The ransomware group posted about the breach on the dark web on December 30, 2025, claiming 250GB of confidential data including company and client information. OSI completed its review on February 10, 2026 and began mailing breach notification letters on March 11.

The supply chain angle: OSI Systems provides security screening equipment to airports, government agencies, and ports worldwide. Any compromise of their systems or client data could have national security implications beyond typical corporate breaches.

🟡 England Hockey: AiLock Ransomware Listing

Severity: Moderate | Investigating: March 2026

England Hockey, the governing body for the sport in England, confirmed it is investigating after the AiLock ransomware group listed the organization on its leak site. The full scope remains unclear.

Why sports governing bodies matter: While seemingly low-profile, sports organizations handle membership databases, minor athlete information, safeguarding records, and financial data.
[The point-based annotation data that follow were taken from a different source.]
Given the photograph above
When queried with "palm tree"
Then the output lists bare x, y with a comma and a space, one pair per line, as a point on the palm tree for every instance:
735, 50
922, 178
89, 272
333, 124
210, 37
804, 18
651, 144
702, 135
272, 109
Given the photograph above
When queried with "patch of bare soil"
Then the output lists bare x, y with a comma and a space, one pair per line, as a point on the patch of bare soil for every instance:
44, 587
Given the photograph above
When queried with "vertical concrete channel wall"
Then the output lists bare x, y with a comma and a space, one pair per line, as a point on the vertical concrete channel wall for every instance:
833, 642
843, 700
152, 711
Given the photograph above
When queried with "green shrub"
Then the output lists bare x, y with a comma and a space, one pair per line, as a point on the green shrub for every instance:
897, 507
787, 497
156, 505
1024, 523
The UK’s National Cyber Security Centre has repeatedly warned that sports organizations are increasingly targeted due to their combination of valuable data and limited cybersecurity resources.

The Patterns This Week

Three trends emerge from this week’s breach landscape:

1. Supply Chain Cascades Are Accelerating

The Telus breach originated from the Salesloft Drift breach, which originated from compromised Salesforce instances. One breach begetting the next through stolen credentials and exposed secrets is becoming the dominant attack pattern of 2026. Your security is only as strong as your weakest vendor.

2. Canada Is Under Siege

Three of this week’s major breaches — Telus, Loblaw, and Bell Ambulance’s parent operations — hit Canadian organizations. This follows a broader trend of increased targeting of Canadian critical infrastructure and may be connected to geopolitical shifts in the Five Eyes intelligence-sharing alliance.

3. The BPO Risk Is Systemic

Telus Digital handles BPO operations for at least 28 major companies. When a BPO provider is breached, every client is potentially compromised. If you outsource any customer-facing operations, this week should trigger an urgent review of your third-party risk management program.

What Should You Do?

  • Check your Telus exposure. If any of your vendors use Telus Digital for BPO services, assume your data may be compromised and begin monitoring for unauthorized access.
  • Audit HR platform security. The Starbucks breach highlights that employee data in third-party HR systems is a growing target. Review access controls and data minimization practices.
  • Review breach notification timelines. OSI Systems took nearly three months from breach to notification. Ensure your incident response plan includes realistic notification timelines that comply with evolving state and federal requirements.
  • Monitor for credential stuffing. Loblaw’s forced logouts suggest credential data may be in the wild. If your users share passwords across services (and they do), expect credential stuffing attacks leveraging this data.